Cosa sono i disservizi bancari e postali

Sinonimo di disservizio è cattivo funzionamento di una certa attività che, nella maggior parte dei casi, riguarda un’impresa pubblica o privata. Quando un’azienda propone ai propri clienti dei servizi, ella deve fare in modo che il suo modo di lavorare sia il più possibile improntato all’efficacia ed all’efficienza, ovverosia riesca a soddisfare prontamente le esigenze dei propri clienti. In riferimento a Poste Italiane, l’impresa deve, ad esempio:

  • recapitare in tempi adeguati la corrispondenza, a maggior ragione se si tratta di raccomandate importanti e telegrammi;
  • garantire una corretta gestione dei dati personali nel momento in cui promuove servizi finanziari (apertura di conti corrente, utilizzo di carte prepagate);
  • informare adeguatamente il cliente sulle condizioni generali riferite ad un determinato prodotto (si pensi al mutuo ed ai tassi di interesse applicati dall’azienda);
  • assicurare la privacy durante lo svolgimento delle attività allo sportello;
  • svolgere un’adeguata attività di controllo, anche mediante sistemi informatici sofisticati, volti a prevenire il furto di dati finanziari in capo ai clienti.

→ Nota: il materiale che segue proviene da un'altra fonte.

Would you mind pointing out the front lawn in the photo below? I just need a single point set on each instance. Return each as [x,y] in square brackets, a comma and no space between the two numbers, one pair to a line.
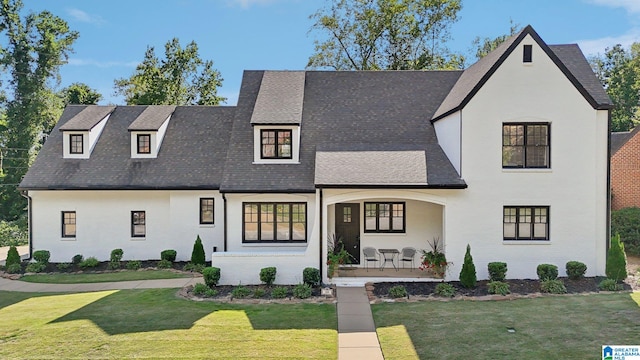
[157,324]
[553,327]
[103,277]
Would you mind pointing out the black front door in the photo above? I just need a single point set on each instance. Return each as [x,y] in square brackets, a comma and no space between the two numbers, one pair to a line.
[348,229]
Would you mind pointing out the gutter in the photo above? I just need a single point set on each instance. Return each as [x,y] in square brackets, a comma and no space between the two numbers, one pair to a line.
[25,194]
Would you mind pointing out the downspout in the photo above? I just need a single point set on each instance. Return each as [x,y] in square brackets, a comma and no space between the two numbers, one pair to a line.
[25,194]
[224,232]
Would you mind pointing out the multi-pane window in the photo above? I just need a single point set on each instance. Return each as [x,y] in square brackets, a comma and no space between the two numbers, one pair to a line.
[525,146]
[76,144]
[144,144]
[138,224]
[526,222]
[384,217]
[274,222]
[275,144]
[68,224]
[206,211]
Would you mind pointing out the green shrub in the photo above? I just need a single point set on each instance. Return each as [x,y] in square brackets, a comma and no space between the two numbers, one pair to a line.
[552,287]
[497,271]
[302,291]
[575,270]
[77,259]
[63,266]
[258,293]
[14,268]
[169,255]
[498,287]
[468,277]
[311,276]
[547,272]
[279,292]
[626,222]
[89,262]
[197,255]
[12,257]
[240,292]
[609,285]
[616,267]
[42,256]
[199,289]
[445,290]
[268,275]
[36,267]
[398,291]
[134,265]
[211,276]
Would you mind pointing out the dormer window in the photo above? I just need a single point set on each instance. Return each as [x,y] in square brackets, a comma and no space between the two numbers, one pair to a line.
[76,143]
[275,144]
[144,144]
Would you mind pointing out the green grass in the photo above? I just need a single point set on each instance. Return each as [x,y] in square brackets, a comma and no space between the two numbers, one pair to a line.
[557,327]
[104,277]
[156,324]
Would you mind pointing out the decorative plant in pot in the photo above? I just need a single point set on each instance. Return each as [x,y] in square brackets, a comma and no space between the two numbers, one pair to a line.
[336,254]
[434,260]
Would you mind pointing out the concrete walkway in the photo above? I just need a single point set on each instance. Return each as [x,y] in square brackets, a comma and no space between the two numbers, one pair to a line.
[357,337]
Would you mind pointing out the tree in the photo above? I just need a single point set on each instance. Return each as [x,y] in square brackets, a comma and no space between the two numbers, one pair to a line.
[181,78]
[79,93]
[385,35]
[31,53]
[619,71]
[487,45]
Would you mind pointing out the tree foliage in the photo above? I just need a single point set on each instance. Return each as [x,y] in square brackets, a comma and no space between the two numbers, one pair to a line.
[80,93]
[181,78]
[385,35]
[31,52]
[619,71]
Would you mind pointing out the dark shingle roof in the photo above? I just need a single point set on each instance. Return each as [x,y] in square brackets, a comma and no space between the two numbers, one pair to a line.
[182,163]
[85,118]
[152,118]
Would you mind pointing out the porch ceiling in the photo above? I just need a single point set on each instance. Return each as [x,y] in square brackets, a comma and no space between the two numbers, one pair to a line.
[385,168]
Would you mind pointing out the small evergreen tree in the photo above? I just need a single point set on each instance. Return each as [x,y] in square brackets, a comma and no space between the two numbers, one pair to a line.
[197,255]
[12,257]
[468,277]
[616,268]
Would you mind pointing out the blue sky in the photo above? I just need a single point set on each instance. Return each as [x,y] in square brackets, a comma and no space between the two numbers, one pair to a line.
[274,34]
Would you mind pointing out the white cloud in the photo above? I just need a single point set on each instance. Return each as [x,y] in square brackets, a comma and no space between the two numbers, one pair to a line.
[82,16]
[102,64]
[632,6]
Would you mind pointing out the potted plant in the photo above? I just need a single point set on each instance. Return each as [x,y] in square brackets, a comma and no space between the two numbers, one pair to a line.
[434,260]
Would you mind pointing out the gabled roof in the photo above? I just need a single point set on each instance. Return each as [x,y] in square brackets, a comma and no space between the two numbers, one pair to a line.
[182,163]
[152,118]
[568,58]
[84,118]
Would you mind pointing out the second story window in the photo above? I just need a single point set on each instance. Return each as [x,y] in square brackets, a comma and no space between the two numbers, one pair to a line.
[526,146]
[275,144]
[144,144]
[76,144]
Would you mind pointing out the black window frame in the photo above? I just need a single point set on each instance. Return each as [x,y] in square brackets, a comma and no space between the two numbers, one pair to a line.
[204,207]
[139,137]
[527,54]
[277,151]
[533,222]
[64,229]
[274,223]
[73,144]
[135,223]
[391,217]
[525,146]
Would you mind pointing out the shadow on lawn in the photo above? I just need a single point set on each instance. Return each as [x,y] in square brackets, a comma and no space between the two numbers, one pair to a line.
[130,311]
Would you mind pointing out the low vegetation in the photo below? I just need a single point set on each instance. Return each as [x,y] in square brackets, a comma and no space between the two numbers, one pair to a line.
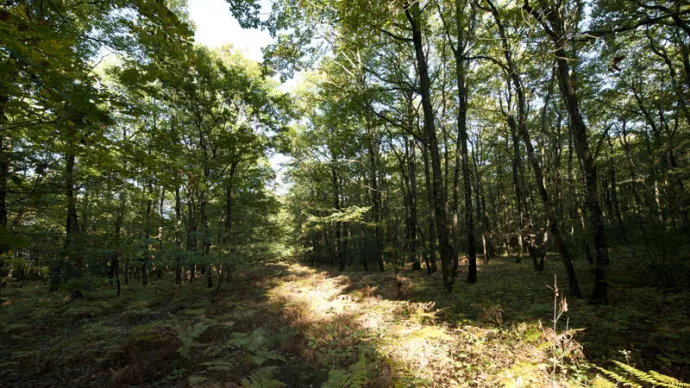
[287,324]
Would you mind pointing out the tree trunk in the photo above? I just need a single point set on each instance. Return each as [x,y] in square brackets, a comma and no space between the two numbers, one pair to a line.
[412,11]
[578,128]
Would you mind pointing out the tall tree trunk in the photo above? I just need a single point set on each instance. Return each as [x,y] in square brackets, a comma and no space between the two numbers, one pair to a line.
[178,236]
[460,71]
[432,214]
[412,227]
[553,25]
[412,11]
[536,166]
[147,235]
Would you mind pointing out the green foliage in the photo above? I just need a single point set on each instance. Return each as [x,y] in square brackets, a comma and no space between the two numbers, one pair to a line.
[189,335]
[262,378]
[254,343]
[633,377]
[356,376]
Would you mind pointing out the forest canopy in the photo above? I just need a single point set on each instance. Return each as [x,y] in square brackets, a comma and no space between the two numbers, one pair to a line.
[431,146]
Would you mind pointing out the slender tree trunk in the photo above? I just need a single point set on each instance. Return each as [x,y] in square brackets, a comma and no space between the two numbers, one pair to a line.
[412,11]
[578,128]
[536,166]
[432,214]
[178,237]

Stesse accortezze sono richieste alle banche che, come tutti sappiamo, devono preventivamente informare il cliente su tutti i termini e le condizioni apposte per un prodotto finanziario. Se Tizio chiede un finanziamento o intende investire i propri risparmi in un fondo pensione, egli deve conoscere fin da subito le modalità con cui il medesimo servizio verrà erogato. Quindi, se Tizio vorrà chiedere un prestito, dovrà conoscere la presenza di eventuali vincoli, i costi di gestione della pratica, i tempi di restituzione, la mora in caso di ritardo nella restituzione delle rate, ecc..
Inoltre tutte le banche hanno l’obbligo di inviare alla Centrale dei Rischi istituita presso la Banca di Italia il nominativo di coloro che non hanno estinto i propri debiti: per procedere, però, è necessario che l’insolvenza abbia una certa rilevanza e che non si tratti di un semplice ritardo.

Ragion per cui, quali potrebbero essere alcuni esempi di disservizi da parte di Poste Italiane e delle banche? Vediamone insieme alcuni:

  • la bolletta della luce mi viene recapitata dopo un mese dalla scadenza e sono costretto a pagare una mora;
  • ricevo una raccomandata urgente di lavoro con notevole ritardo, e per tale ragione perdo un’opportunità professionale;
  • qualcuno ha prelevato dal mio libretto postale dei soldi senza essere delegato da me. L’impiegato non ha accertato l’identità del soggetto nè, tanto meno, il possesso di una delega scritta;
  • ho estinto il mutuo ma la banca non ha cancellato l’ipoteca che aveva sulla casa che ho acquistato;
  • per un caso di omonimia scopro di essere iscritto al CRIF e perciò non posso chiedere un finanziamento;
  • voglio investire dei soldi in strumenti finanziari e mi ritrovo ad acquistare prodotti a rischio senza che ne fossi preventivamente avvertito;
  • l’errata iscrizione della mia azienda alla Centrale dei Rischi mi impedisce di accedere al credito e, quindi, di ottenere finanziamenti per proseguire con la mia attività.

Questi appena elencati sono solo alcuni dei numerosi esempi di disservizi bancari e postali in cui potremo imbatterci ogni giorno. Basta sapere, però, che la legge è dalla nostra parte e che possiamo chiedere risarcimento danni se subiamo qualche inefficienza da parte di banche e di Poste Italiane.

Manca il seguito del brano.